Photo Esplanade – Laurence Kubski
Crickets
Musicien, combattant ou porte-bonheur, le grillon occupe depuis plus d’un millénaire une place importante dans la tradition chinoise. À l’occasion de Photo Esplanade, Laurence Kubski met en lumière cette passion qui enflamme aujourd’hui encore l’Empire du Milieu. Prisés pour leur chant stridulant, les grillons le sont aussi pour les combats. Échangés parfois pour des milliers de yuans, les précieux insectes s’affrontent dans l’arène pour le plus grand plaisir du public qui, malgré l’interdiction, parie parfois discrètement sur un champion.
Dans Crickets, la photographe d’origine fribourgeoise explore les champs de maïs du Shandong ou les vastes marchés d’animaux des grandes villes. Partant à la rencontre des chasseurs d’insectes, des marchands ou des collectionneurs, Laurence Kubski livre une série d’images, composées avec finesse, dans laquelle elle sonde la relation des Chinoises et des Chinois avec cet animal emblématique.
Commissaire d’exposition
Filipe Dos Santos
Vernissage public
Vendredi 31 mars, à 18h30
«Une plongée en images dans le monde fascinant des grillons en Chine, objets de convoitise et de collection.»
Laurence Kubski
D’origine fribourgeoise, la photographe Laurence Kubski (1986*) est diplômée de l’ECAL (Ecole cantonale d’Art de Lausanne). Dans ses séries, l’artiste se penche sur les relations que les humains entretiennent avec le monde animal en examinant les pratiques sociales et économiques dans différentes cultures. Son travail a été présenté en Suisse et à l’étranger, notamment à la Villa Noailles à Hyères, au Copenhagen Photo Festival et lors des Rencontres de la Photographie d’Arles.
D'étranges animaux de compagnie
Dans la série Crickets, l’artiste met en lumière la passion des Chinoises et des Chinois pour le grillon, un insecte emblématique tantôt porte-bonheur ou musicien, tantôt combattant et star des petites arènes construites pour lui.
Appréciés pour leur chant mélodieux, les grillons habitent et animent les maisons chinoises depuis le VIIIe siècle.
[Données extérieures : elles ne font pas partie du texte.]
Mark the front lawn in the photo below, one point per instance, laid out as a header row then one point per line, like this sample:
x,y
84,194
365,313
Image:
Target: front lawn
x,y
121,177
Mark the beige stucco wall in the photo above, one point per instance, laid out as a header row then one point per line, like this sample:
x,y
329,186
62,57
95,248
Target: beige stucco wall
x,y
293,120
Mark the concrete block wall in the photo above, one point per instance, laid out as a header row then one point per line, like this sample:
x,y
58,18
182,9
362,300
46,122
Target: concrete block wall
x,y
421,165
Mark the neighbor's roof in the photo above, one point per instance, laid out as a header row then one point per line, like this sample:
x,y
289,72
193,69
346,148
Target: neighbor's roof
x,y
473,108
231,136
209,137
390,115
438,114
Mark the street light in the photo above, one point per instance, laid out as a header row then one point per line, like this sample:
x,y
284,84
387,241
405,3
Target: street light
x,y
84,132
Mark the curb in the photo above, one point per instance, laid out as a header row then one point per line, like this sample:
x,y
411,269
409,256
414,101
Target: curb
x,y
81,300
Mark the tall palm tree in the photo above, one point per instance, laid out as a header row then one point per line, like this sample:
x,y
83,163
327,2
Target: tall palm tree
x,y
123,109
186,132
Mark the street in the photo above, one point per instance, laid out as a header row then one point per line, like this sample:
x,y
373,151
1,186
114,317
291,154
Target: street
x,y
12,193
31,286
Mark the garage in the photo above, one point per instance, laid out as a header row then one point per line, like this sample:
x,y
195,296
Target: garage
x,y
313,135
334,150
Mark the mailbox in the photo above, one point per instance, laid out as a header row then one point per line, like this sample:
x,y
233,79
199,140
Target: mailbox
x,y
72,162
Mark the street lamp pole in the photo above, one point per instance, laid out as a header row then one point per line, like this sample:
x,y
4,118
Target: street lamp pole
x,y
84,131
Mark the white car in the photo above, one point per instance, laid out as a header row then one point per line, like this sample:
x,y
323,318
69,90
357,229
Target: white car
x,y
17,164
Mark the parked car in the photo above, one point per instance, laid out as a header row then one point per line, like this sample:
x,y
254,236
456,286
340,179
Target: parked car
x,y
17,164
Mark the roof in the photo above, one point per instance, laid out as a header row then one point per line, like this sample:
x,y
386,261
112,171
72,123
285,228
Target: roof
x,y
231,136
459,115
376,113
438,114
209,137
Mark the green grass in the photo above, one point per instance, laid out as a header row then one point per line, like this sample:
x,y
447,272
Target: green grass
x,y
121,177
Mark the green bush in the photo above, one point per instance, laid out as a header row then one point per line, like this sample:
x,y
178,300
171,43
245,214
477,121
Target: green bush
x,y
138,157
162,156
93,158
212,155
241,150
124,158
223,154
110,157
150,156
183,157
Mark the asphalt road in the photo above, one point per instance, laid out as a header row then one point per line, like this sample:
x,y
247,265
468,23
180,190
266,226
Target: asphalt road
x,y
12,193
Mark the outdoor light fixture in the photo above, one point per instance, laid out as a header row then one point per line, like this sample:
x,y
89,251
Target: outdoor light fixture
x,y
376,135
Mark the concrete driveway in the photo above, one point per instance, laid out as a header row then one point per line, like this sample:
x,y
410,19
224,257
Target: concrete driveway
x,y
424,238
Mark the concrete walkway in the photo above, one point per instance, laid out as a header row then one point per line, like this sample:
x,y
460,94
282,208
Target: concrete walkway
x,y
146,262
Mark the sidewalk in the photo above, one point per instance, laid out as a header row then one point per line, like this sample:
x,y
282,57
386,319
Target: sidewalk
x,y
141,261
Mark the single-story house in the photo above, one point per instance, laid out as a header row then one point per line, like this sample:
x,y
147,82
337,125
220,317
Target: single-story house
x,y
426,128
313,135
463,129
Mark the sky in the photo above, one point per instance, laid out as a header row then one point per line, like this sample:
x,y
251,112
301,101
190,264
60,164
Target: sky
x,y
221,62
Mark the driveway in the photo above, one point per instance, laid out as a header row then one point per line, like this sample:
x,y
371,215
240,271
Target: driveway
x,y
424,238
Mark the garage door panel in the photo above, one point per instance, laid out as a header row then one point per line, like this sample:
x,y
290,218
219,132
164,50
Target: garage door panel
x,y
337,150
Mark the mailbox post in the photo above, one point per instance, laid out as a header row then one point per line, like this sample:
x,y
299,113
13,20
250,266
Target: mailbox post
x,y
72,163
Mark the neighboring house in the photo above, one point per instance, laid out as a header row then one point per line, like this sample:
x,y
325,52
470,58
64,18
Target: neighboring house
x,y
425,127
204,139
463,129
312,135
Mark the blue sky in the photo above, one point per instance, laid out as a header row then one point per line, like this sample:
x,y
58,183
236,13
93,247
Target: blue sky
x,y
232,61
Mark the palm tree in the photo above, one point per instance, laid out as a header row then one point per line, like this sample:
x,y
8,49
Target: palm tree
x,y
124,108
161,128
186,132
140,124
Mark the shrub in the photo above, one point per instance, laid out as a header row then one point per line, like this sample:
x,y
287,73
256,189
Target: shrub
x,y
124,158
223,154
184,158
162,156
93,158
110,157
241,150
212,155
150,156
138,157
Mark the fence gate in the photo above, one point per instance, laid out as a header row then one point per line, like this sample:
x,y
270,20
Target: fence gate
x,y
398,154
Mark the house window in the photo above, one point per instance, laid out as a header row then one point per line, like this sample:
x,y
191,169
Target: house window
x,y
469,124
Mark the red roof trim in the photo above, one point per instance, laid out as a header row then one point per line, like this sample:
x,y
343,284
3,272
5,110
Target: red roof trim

Symboles de bonheur, de chance, de longévité ou de vie éternelle, ces étonnants animaux de compagnie sont gardés dans des boîtes et glissés dans la poche d’un vêtement afin de se délecter de leur «chant » tout au long de la journée. À partir du Xe siècle, ces insectes musiciens sont également prisés pour leur tempérament belliqueux et des combats de grillons, duels minuscules générant de nombreux paris d’argent, sont organisés pour un public fasciné. Pendant la Révolution culturelle (1966–1976), la «culture des grillons» est réprimée, car considérée comme un passe-temps bourgeois et un symbole du passé. L’interdiction est levée vers 1980, hormis pour les paris qui aujourd’hui, s’ils se pratiquent malgré tout, se déroulent en toute discrétion. L’engouement pour les grillons revient alors à la mode à mesure que les Chinoises et les Chinois se réapproprient d’anciennes traditions.
Le voyage commence dans la province du Shandong dans la petite bourgade de Sidian surnommée la «capitale des grillons». L’artiste y suit des chasseur.euse.s de grillons et croise parfois des membres de la mafia qui achètent discrètement pour des millions de yuans des insectes destinés aux duels et aux paris illégaux. Un bon grillon peut en effet rapporter jusqu’à deux mois de salaire dans cette région du Nord-Est du pays qui a la réputation de faire naître les meilleurs combattants de toute la Chine. L’aventure se poursuit sur les marchés d’animaux et dans les rues des grandes villes à la rencontre des collectionneurs.euses, des passionné.e.s de ces insectes. Au cœur d’étranges arènes, les petits gladiateurs, d’abord séparés par une cloison, sont excités au moyen d’une brindille par leur propriétaire avant de s’affronter sous l’œil attentif d’un arbitre qui comptabilise le nombre d’attaques et de retraits, selon des règles quasiment inchangées depuis le XIIIe siècle.
Partant à la rencontre de cette tradition ancestrale, réanimée par la société chinoise contemporaine, Laurence Kubski dévoile sur l’esplanade du Château de Gruyères une étonnante palette d’images. À travers les paysages, les portraits ou les scènes d’un surprenant quotidien, la photographe ausculte les liens qu’entretiennent les Chinoises et les Chinois avec l’emblématique insecte. Allant au-delà des frontières du documentaire, Laurence Kubski en livre une interprétation toute en finesse et glisse dans sa série des natures mortes ciselées, des visions empreintes tant par les codes de la peinture chinoise que par l’art occidental.